Kepalanya menoleh, melihat ruangan di sebelah utara tanpa pencahayaan lampu. Ruangan tersebut merupakan sederetan kelas VIII. Nanti apabila cahaya matahari muncul, di atas setiap kelas akan terdapat papan kayu bertuliskan VIII A, VIII B, VIII C, VIII D dan VIII E, tapi itu nanti, sekarang masihlah malam. Gelap meliputi halaman tempatnya melangkah, pun ruangan lab dan kantor guru di samping kirinya. Dia tidak takut. Baginya apa yang harus ditakutkan dari kegelapan? Toh gelap juga tidak akan bertahan selamanya.

Dia berjalan dalam langkah pelan. Sekolah yang dijaganya memang menerapkan peraturan demikian. Bukan lantaran tidak punya lampu, tapi mengurangi penggunaan lampu yang tidak dibutuhkan. Pak Tukang Kebun yang tidak mau menyebutkan nama sebenarnya itu, tidak terusik peraturan tersebut. Dia malah menyukainya. Karena baginya, gelap bisa memperlihatkan hal yang tidak pernah terlihat sebelumnya.

Jalan di depan memecah ke tiga simpang. Lurus, ke arah pintu keluar belakang, kanan, ke arah kelas-kelas lainnya, dan simpang kiri, ke tempat di mana Pak Tukang Kebun sering menghabiskan waktunya sendiri. Ya, ke sanalah dia berbelok, ke simpang kiri, ke taman sekolah. Harum mewangian bunga taman, menyambut kedatangannya.

Lampu taman redup. Dia masuk ke sana. Berdiri di dekat tanaman bunga sepatu. Dia menengadah, memandang langit mendung menyembunyikan bintang-bintang dan rembulan. Ini malam kelam yang dilangitnya tanpa cahaya sama sekali.

Dia menarik napas panjang, menutup mata, seolah membiarkan dirinya menyatu bersama malam.
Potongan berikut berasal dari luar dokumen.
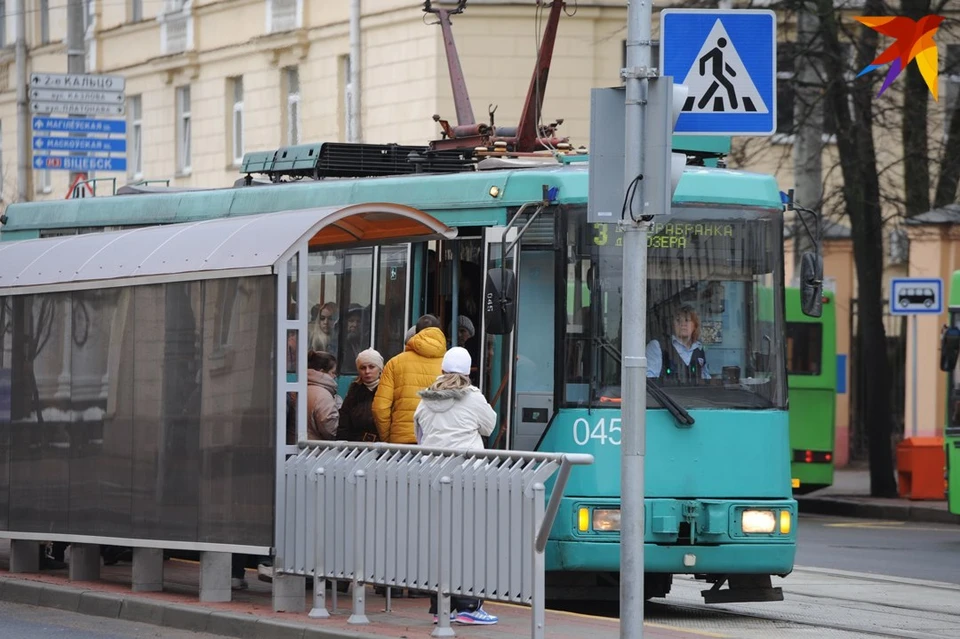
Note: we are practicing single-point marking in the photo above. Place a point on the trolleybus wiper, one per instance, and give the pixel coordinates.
(679, 413)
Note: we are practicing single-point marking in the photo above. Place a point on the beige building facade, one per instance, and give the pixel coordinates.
(209, 80)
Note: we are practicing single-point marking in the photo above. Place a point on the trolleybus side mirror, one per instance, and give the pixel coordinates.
(811, 284)
(500, 301)
(949, 348)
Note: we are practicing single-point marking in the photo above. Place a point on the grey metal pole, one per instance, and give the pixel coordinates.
(76, 49)
(634, 369)
(353, 118)
(23, 113)
(808, 124)
(913, 366)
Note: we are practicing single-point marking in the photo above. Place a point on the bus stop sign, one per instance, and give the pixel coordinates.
(916, 296)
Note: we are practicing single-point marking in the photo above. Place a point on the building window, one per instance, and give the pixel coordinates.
(183, 129)
(284, 15)
(176, 27)
(44, 21)
(235, 88)
(135, 135)
(292, 81)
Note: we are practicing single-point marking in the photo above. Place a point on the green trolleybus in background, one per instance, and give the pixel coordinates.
(719, 503)
(949, 349)
(812, 380)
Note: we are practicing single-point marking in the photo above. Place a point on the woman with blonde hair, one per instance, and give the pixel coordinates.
(356, 413)
(683, 360)
(454, 414)
(321, 334)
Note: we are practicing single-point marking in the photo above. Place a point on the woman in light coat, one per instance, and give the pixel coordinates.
(323, 403)
(454, 414)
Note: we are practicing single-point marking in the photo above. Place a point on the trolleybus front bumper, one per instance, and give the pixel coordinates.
(681, 536)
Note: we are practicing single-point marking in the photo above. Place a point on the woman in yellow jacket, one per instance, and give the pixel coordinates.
(404, 377)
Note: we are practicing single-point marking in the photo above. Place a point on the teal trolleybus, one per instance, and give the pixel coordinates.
(812, 381)
(718, 478)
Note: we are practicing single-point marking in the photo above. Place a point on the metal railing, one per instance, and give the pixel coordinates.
(467, 523)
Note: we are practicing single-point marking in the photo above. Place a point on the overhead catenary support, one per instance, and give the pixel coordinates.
(76, 49)
(23, 114)
(353, 101)
(634, 368)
Pikirannya mungkin sudah sepenuhnya kosong, bila dia tidak mendengar suara isakan.

"Isakan," lirihnya.

Sudah banyak malam dia habiskan di tempat itu, entah malam cerah ataupun malam tanpa cahaya seperti hari ini, tapi tidak pernah sekalipun dia mendengar suara isakan. Bukan suara hantu, kan? Dia tidak pernah memercayai hantu.
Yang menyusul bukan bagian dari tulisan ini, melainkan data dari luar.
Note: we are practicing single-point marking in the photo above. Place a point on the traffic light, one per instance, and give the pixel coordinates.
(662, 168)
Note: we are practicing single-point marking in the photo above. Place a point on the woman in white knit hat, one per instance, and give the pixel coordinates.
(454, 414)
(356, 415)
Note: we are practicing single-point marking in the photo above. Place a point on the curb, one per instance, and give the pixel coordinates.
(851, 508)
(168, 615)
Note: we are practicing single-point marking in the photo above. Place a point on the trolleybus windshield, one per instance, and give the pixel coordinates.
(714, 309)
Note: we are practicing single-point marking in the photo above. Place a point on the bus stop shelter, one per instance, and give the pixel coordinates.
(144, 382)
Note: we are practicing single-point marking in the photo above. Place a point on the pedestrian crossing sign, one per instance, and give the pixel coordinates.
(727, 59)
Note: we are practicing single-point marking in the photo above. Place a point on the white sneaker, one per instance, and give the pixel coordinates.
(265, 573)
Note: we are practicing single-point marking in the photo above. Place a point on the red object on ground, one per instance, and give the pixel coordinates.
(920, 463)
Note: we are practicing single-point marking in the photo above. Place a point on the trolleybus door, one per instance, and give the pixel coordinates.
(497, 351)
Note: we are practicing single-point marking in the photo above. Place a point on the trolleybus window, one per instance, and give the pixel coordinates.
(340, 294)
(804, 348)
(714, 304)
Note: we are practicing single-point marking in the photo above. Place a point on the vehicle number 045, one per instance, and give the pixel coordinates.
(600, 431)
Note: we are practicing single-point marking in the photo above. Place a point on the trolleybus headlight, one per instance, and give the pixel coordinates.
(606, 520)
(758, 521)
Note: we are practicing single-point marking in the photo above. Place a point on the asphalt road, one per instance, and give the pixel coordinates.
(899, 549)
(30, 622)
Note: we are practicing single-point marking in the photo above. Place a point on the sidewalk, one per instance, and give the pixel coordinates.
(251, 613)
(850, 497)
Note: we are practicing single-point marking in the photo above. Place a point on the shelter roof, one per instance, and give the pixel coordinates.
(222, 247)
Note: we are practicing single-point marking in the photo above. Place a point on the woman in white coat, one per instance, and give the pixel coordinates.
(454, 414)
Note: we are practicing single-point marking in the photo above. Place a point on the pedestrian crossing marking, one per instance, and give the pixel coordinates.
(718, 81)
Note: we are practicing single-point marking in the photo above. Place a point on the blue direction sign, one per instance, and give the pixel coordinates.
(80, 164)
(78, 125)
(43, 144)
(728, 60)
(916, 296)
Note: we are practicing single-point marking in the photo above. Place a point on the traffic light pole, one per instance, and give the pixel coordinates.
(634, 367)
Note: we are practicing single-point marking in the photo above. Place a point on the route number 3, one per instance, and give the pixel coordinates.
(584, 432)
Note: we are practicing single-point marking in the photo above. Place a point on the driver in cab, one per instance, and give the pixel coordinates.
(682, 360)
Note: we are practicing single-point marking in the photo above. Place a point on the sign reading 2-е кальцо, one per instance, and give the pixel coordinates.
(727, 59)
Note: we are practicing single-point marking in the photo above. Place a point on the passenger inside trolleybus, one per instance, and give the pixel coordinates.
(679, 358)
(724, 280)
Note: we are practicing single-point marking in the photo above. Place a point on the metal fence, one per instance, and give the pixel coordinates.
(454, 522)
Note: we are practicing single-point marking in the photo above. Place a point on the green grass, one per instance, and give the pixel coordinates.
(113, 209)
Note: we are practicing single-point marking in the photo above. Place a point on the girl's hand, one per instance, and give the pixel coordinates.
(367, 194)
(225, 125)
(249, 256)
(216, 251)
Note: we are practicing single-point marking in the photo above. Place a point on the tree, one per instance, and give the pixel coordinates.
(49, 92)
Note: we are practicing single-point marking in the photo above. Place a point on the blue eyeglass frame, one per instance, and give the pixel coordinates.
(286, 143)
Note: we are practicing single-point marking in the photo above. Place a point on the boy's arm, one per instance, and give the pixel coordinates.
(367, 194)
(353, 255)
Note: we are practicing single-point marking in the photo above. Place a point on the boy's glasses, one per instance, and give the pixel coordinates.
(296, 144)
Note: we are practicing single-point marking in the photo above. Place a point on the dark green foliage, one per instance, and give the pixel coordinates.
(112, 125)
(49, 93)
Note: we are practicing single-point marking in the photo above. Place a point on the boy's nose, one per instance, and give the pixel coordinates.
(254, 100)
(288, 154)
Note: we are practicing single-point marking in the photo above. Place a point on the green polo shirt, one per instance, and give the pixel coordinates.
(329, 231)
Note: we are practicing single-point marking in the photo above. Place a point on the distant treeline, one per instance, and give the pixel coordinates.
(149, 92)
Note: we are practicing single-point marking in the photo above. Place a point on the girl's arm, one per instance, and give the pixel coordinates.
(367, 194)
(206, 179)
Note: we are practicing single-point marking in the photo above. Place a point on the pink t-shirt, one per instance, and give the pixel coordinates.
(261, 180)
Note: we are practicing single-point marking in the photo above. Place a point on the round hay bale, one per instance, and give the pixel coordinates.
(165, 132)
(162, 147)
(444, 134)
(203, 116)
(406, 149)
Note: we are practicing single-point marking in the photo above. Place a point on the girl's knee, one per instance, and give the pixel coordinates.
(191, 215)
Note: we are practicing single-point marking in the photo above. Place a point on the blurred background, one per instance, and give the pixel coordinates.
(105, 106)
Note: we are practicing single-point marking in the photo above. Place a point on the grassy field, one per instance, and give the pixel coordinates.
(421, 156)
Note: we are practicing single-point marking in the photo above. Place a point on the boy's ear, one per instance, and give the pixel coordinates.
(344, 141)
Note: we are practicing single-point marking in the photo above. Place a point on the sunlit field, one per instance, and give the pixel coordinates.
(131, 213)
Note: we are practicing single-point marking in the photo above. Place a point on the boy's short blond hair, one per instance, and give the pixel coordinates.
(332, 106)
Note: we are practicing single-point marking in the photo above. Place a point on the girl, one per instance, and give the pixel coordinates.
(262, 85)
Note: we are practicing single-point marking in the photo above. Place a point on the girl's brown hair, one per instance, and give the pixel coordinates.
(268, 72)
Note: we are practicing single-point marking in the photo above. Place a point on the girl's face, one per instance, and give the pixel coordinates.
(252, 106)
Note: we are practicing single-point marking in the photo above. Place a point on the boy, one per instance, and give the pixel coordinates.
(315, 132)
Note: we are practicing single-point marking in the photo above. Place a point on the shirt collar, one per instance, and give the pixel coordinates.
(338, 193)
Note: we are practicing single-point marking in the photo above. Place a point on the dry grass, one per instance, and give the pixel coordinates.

Pria tersebut mencarinya, melewati tanaman sepatu, berhenti di rimbunan mawar. Suara isakan tidak terdengar lagi. Hening. Dia bergeming.

"Kalian semua, aku akan mati di sini dan menghantui sekolah ini!" teriak seseorang dengan suara bergetar.

Suara itu berasal dari....

Walaupun uban menghiasi sebagian rambutnya, yang menandakan bahwa dia tidak lagi muda, tapi dia tetaplah cekatan. Dia lekas berlari melewati sederetan tanaman lidah mertua, tidak menghiraukan beberapa tanaman yang terinjak. Terus berlari dan menyibak sesemakan pakis. Di balik pakis itu, dia melihat seorang gadis sedang gemetaran memegangi pisau silet, diarahkan ke pergelangan tangan kiri.

Tanpa berpikir sejuta kali, pria itu menghentikan kegiatan bunuh diri si gadis. Dia berkata, "Jangan kotori tamanku dengan darahmu!"

Pada cahaya lampu yang samar-samar, pandangan keduanya beradu, menghujam dengan ketajaman mata masing-masing. Pria itu merampas pisau silet dari si gadis.

Kamu telah mencapai bab terakhir yang dipublikasikan.

⏰ Terakhir diperbarui: Mar 18, 2022 ⏰

Tambahkan cerita ini ke Perpustakaan untuk mendapatkan notifikasi saat ada bab baru!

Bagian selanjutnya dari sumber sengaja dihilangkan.